3. The ALJ Followed the Appropriate Legal Standard in Evaluating Plaintiff's Symptoms
Plaintiff next complains that the ALJ failed to properly evaluate her testimony and subjective statements concerning her limitations. Pl. Br. at 22. She argues that the ALJ erred when she gave an abbreviated summary of Plaintiff's hearing testimony and mischaracterized statements contained in her function report. Id. Further, Plaintiff asserts that remand is appropriate, because the ALJ discounted Plaintiff's testimony based on the conservative treatment of her FB. Id.

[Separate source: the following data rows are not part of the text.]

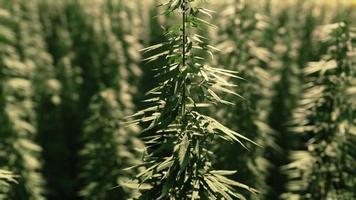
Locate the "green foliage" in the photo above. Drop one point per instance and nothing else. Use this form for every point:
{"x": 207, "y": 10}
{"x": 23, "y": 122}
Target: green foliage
{"x": 242, "y": 41}
{"x": 107, "y": 142}
{"x": 19, "y": 151}
{"x": 71, "y": 71}
{"x": 324, "y": 168}
{"x": 178, "y": 137}
{"x": 6, "y": 179}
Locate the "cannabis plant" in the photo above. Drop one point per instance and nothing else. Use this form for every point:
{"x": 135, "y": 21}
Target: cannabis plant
{"x": 241, "y": 38}
{"x": 178, "y": 136}
{"x": 18, "y": 150}
{"x": 6, "y": 179}
{"x": 108, "y": 149}
{"x": 325, "y": 167}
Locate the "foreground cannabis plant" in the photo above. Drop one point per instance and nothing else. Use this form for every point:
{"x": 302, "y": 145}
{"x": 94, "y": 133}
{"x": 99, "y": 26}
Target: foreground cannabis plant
{"x": 6, "y": 178}
{"x": 179, "y": 137}
{"x": 241, "y": 37}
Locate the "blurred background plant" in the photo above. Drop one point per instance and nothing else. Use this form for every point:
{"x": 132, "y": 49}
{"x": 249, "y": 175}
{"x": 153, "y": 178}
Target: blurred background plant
{"x": 71, "y": 70}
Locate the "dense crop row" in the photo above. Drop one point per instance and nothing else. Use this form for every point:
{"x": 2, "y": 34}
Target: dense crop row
{"x": 79, "y": 118}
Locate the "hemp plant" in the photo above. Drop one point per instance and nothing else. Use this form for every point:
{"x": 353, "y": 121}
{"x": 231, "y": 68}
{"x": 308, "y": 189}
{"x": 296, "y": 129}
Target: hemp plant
{"x": 325, "y": 167}
{"x": 179, "y": 137}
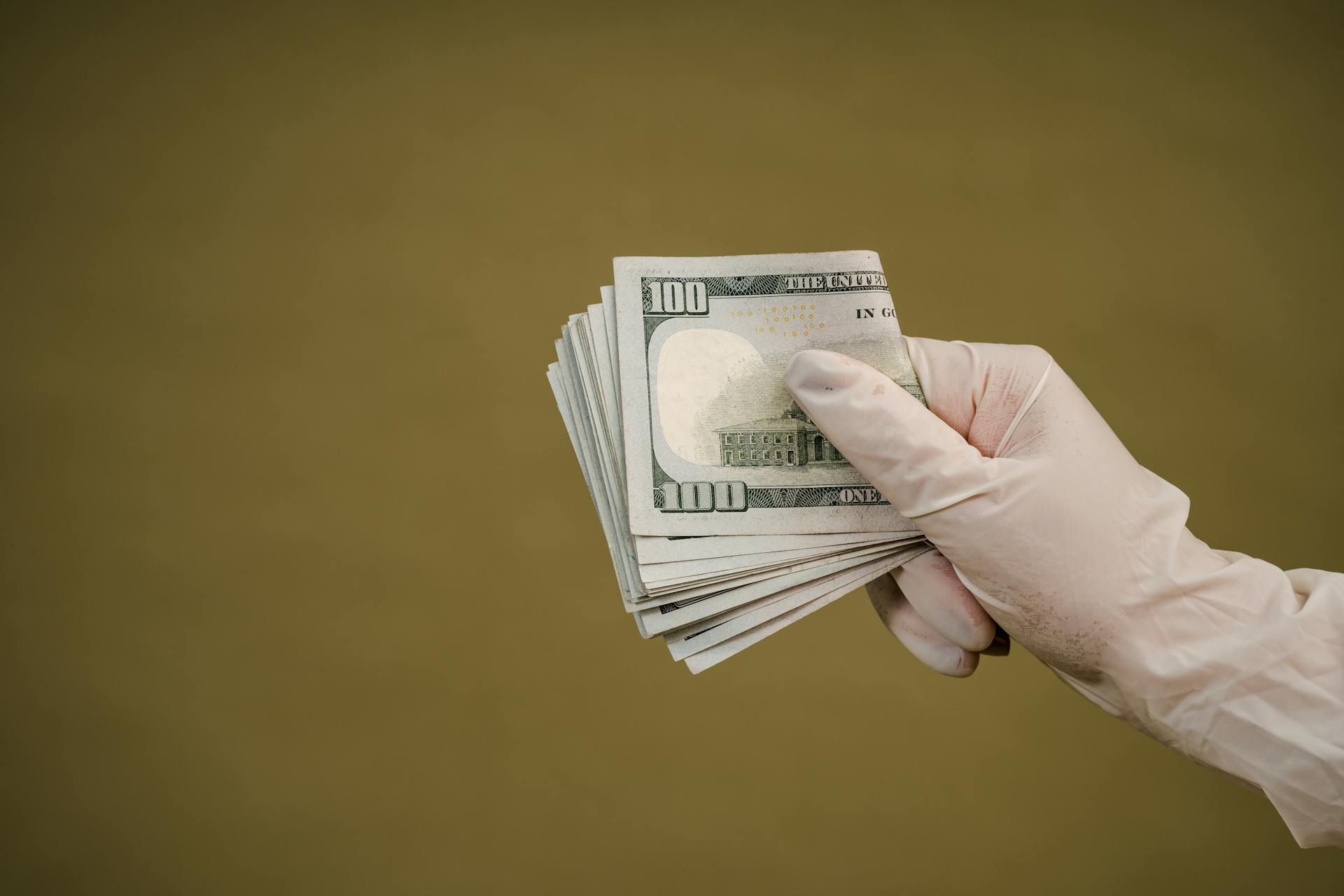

This argument lacks merit. Although the ALJ does note that Plaintiff received conservative treatment, that was not the sole explanation offered to discredit her testimony. See Sykes v. Apfel, 228 F.3d 259, 266 n.9 (3d Cir. 2000) (The Sykes Court held that an ALJ discrediting a Plaintiff's testimony based solely on conservative treatment, is insufficient). As stated above, the ALJ relied on the opinions of Drs. Bohn and Monfared. R. 21. Dr. Monfared opined that Plaintiff is capable of lifting up to 100 pounds occasionally, up to 50 pounds frequently, and up to ten pounds continuously and carrying up to 100 pounds occasionally, up to 20 pounds frequently, and up to ten pounds continuously. R. 523. These weights are consistent with light work. The ALJ, nevertheless reduced exertion to sedentary. R. 23. He also opined that she is able to perform all her daily living activities: she can cook, clean, do laundry, shop, shower and dress herself daily. R. 519-520.
Other record evidence supports the ALJ's determination. First, Dr. Howard Zipin opined that Plaintiff is fully active and able to carry on all of her pre-disease performance, without restriction. R. 510. Drs. Bohn and Monfared opined that Plaintiff could perform work at the light exertion level. R. 21, R.518-520; see also Exhibit 3A and 4A. Even so, the ALJ expressly considered Plaintiff's testimony, "giving [her] the benefit of the doubt as to the limiting effects from her impairments[,]" and determined that she had an RFC to perform sedentary, instead of light, work as was previously opined by the consultative doctors. R. 19-22. The ALJ properly explained how she considered all the evidence, including Plaintiff's statements about intensity, persistence, and limiting effects, when she determined that Plaintiff's symptoms were not entirely consistent with the medical evidence and record. R. 19-22. Hence, the ALJ properly evaluated Plaintiff's credibility, Dr. Benner's opinion, and the RFC ultimately set.
V. CONCLUSION
Review of the relevant law and record indicates that Plaintiff's assertions of error lack merit. Accordingly, her Request for Review is denied. An implementing Order and Order of Judgment follow.